The most common causes are firewall rules blocking our monitoring IP ranges, geographic restrictions, rate limiting on the target host or temporary network issues between our monitoring servers and your service. Please ensure that the IP ranges listed in the Monitoring section are whitelisted.

FAQ Why am I not receiving email notifications?

Notifications may be filtered as spam or blocked by your mail provider. Please check your spam folder, whitelist our notification sender address and verify that the email address in your notification contact is correct and active.

FAQ Why is my failover not triggering even though the monitor shows down?

Verify that the failover action is enabled on the monitor and that the associated DNS record is hosted with us. If the DNS is hosted elsewhere, our failover engine cannot modify the records. Also confirm that the consecutive failure threshold has been met before failover is triggered.

FAQ How can I test if failover works correctly?

The easiest way to test failover is to temporarily block traffic from our monitoring IP ranges to your primary host, or to simulate downtime by stopping the monitored service. You should observe the failover action being triggered and the DNS records updated accordingly.

Reporting & Statistics


FAQ Do you provide downtime reports?

Yes. Each monitor maintains a complete log of downtime events including the start time, end time, total duration and the reason for the failure as detected by our monitoring servers.

FAQ Can I view historical uptime data for my monitors?

Yes. The control panel provides detailed uptime reports, including total uptime percentage, downtime events, response times and average response duration over different time periods.

FAQ How long do you retain historical monitoring data?

Detailed monitoring history is retained for up to 12 months for paid accounts. Aggregated uptime statistics are retained for the lifetime of the monitor.

API & Integration


FAQ Do you offer an API to manage monitors and failover settings?

Yes. We provide a comprehensive REST API that allows you to create, update, pause, resume and delete monitors, manage notification contacts, retrieve uptime statistics and configure failover actions. Full API documentation is available here.

FAQ Can I integrate alerts with third-party tools like Slack or PagerDuty?

Yes. Webhooks can be configured as a notification method to push alerts to Slack, Microsoft Teams, PagerDuty, Discord or any other service that supports incoming webhooks. Email-to-SMS gateways are also supported for SMS-based platforms.

FAQ Do you support webhooks for monitoring events?

Yes.
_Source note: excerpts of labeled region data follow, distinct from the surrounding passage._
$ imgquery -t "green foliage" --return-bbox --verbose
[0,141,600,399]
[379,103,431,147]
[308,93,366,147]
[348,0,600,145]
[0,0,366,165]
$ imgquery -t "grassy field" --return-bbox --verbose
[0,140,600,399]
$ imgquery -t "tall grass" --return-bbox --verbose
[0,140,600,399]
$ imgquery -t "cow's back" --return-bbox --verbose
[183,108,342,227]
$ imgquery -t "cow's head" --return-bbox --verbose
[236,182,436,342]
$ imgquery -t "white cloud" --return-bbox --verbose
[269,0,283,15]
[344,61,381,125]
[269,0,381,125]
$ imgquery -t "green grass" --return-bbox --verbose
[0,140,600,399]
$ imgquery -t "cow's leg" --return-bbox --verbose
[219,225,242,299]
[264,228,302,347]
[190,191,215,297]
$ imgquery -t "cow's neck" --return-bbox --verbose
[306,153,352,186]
Webhooks can be triggered on monitor down events, monitor up events and failover actions. The payload is sent as a JSON POST request to the URL of your choice and includes details such as monitor name, status, timestamp and the reason for the state change.
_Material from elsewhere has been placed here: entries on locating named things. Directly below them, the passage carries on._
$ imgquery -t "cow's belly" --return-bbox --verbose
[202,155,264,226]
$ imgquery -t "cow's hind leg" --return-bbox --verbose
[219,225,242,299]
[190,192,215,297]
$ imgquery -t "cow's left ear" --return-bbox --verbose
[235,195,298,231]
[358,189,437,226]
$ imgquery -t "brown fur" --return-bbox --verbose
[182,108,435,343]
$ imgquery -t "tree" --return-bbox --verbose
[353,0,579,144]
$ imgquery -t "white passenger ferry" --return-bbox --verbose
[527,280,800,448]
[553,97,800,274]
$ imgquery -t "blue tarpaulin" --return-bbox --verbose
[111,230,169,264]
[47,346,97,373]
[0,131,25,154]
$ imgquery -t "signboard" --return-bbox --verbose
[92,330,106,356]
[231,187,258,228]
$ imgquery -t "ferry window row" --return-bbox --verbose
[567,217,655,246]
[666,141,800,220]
FAQ Can I programmatically pause or resume a monitor?

Yes. Monitors can be paused and resumed at any time through the API or the control panel. This is especially useful when scheduling maintenance windows or temporarily silencing alerts.

Security & Privacy


FAQ Are my monitoring credentials encrypted?
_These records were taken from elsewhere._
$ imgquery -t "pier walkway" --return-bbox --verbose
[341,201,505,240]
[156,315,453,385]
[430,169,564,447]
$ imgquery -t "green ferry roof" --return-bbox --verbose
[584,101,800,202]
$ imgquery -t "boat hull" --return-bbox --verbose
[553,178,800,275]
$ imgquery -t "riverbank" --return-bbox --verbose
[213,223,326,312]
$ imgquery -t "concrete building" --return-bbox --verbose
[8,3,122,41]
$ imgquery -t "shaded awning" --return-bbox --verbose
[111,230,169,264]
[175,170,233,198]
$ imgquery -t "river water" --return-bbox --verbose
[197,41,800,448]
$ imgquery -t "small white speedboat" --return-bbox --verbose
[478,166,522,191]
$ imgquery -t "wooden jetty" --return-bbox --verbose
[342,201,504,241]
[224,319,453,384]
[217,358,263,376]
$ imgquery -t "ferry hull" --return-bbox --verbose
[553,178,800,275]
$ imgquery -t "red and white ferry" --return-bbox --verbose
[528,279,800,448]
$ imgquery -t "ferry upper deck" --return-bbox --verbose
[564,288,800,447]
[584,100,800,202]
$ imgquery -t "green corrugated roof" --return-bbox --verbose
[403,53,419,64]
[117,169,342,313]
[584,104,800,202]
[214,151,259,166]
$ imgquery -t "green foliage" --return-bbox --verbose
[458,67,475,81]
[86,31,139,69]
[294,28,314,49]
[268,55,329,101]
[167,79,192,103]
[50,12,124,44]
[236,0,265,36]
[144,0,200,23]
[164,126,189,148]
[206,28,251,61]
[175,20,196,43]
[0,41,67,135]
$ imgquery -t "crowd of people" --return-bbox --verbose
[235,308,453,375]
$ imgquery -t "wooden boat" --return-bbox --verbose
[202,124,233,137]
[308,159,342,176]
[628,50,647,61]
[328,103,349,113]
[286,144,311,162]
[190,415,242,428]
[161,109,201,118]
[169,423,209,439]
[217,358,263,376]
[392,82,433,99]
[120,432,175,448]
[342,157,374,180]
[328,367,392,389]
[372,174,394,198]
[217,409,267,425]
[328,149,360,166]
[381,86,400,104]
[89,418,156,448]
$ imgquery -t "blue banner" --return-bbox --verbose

Yes. Any credentials provided for authenticated monitoring (such as basic authentication headers or HTTP POST data) are encrypted at rest and transmitted only over secure channels.

FAQ Is my monitoring data shared with third parties?

o. Your monitoring data, configuration and uptime statistics are kept strictly private and are never shared or sold to third parties. Please refer to our privacy policy for full details.

Service Reliability & SLA


FAQ Do you guarantee any uptime SLA for the monitoring service?

Our monitoring and DNS infrastructure is engineered for 100% uptime through globally distributed, redundant servers. Service level agreements are available for corporate accounts upon request.

FAQ How do you handle scheduled maintenance on your monitoring servers?

Maintenance is performed on a rolling basis across our distributed infrastructure so that no single event affects monitoring continuity. Customers are not impacted by routine maintenance.

FAQ What happens if your monitoring servers experience an outage?
Our monitoring system is fully redundant. If a node becomes unreachable, monitoring duties are automatically redistributed to healthy nodes in other regions. Customers continue to receive checks and alerts without interruption.